Enabling Scheduling#

Scheduling the materialization from a Project allows you to keep your target Snowflake table up to date. If you have chosen the deployment type as a 'Table', you can enable and set up its scheduling in the 'Deployment' tab in the Inspector for each deployment node.

  1. Click on the deployment node in the Flow Area and navigate to the 'Deployment' tab in the Inspector.

  2. Enable the scheduling option by toggling the switch and set the desired schedule for the deployment by specifying the frequency, start time, and other relevant parameters. Confirm with "Apply".

Once the scheduling is enabled and configured, the deployment will automatically run at the specified intervals according to the defined schedule.

Changing the Project Ownership#

To transfer ownership of a Project to another user, follow these steps:

  1. Select the Project either by clicking on its title in the title bar or by clicking on an empty area in the Flow Area, go to the 'Settings' tab in the Inspector panel and under the 'Collaborators' section, click on the "Edit" button.
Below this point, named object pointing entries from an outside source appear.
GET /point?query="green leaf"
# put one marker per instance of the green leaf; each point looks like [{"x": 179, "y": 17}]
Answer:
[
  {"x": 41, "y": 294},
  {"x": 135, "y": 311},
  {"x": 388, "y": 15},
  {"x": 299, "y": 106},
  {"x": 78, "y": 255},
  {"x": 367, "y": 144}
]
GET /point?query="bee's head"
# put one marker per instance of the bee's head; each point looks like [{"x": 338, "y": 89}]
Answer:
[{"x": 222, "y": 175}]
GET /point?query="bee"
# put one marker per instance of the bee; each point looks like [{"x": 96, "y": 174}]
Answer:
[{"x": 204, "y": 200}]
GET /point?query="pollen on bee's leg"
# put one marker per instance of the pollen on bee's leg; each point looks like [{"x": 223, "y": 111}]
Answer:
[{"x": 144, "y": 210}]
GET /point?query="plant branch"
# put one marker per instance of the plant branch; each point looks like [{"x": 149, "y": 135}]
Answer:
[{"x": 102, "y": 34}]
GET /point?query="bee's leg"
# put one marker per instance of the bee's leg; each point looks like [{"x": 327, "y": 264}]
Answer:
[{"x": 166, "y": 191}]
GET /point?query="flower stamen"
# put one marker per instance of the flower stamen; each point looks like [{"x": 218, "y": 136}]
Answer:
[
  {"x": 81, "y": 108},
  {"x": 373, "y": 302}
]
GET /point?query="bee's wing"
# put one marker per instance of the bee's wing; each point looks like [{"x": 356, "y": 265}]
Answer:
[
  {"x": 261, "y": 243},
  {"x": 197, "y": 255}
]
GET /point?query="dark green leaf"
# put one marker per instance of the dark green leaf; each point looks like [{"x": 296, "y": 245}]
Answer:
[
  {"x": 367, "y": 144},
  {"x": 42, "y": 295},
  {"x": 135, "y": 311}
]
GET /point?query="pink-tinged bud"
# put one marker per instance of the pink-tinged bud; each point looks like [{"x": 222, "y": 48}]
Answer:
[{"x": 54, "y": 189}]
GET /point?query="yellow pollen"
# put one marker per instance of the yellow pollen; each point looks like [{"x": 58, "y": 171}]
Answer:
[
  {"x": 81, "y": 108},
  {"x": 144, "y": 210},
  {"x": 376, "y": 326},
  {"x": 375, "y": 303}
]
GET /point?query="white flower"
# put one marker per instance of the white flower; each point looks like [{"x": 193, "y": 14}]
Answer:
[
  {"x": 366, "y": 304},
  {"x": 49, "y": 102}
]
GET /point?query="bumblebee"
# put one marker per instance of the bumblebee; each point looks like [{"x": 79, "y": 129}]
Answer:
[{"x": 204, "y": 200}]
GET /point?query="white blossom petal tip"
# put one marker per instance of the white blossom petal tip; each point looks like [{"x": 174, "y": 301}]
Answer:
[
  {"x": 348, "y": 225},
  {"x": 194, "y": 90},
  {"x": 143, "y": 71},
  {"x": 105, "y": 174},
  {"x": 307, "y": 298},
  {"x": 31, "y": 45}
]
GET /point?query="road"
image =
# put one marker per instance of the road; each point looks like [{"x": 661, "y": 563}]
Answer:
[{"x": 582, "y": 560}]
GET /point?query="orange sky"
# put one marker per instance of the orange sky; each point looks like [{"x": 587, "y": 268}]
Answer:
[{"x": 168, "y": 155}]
  2. Add the new owner as a collaborator by entering their username or email and selecting the appropriate role and confirm with "Apply" to save the changes. Note that if the required user is not available, you need to add the user first.

  3. Reopen the "Edit Collaborators" dialog and locate the user you want to promote to owner and click on the crown icon next to their name. This will convert them from a collaborator to an owner.

  4. Make any additional changes to the list of collaborators as needed, such as adding or removing collaborators and finally save the changes.

Adding Documentation#

Along with the review process, it can be beneficial to add annotations to deployments to provide additional context and information. Annotations can include descriptions, tags, and custom properties. Here's how you can add them:

  1. Select the deployment node that you want to annotate. Switch to the Inspector and navigate to the corresponding chapter for adding descriptions, tags, and custom properties and add the description.

  2. Assign tags, or define custom properties to the deployment and save the changes.


To stay updated about the status of your scheduled deployments and be notified in case of any failures, it is recommended to set up monitoring for your Project. One way to achieve this is by configuring Slack integration and configuring your Project to send notifications to a specific Slack channel to stay informed about the status of your Project and promptly address any issues or failures that may occur during scheduled deployments.


Handover the Pipelines Result SQL to the IT Team#

By accessing the raw SQL code of the development Project, your IT team can analyze and work with the SQL queries generated by the pipeline, allowing for external productionalization processes or further customization if needed.

To access the raw SQL generated by a pipeline and executed against Snowflake at runtime, follow these steps:

  1. Add a member of your IT team as a collaborator to the Project. This will grant them access to the necessary permissions.

  2. Within your Project, select the parent node of a deployment node in the Flow Area. This node represents the starting point of the pipeline. Click on the "SQL" tab in the 'Data Grid'.

  3. Use the "Copy to Clipboard" function, which is typically represented by an icon or button, to copy the full CTE (Common Table Expression) of the current node and all nodes upstream.

  4. Once the SQL code is copied, it can be shared with the IT team or used for external purposes, such as executing the SQL directly against the Snowflake database.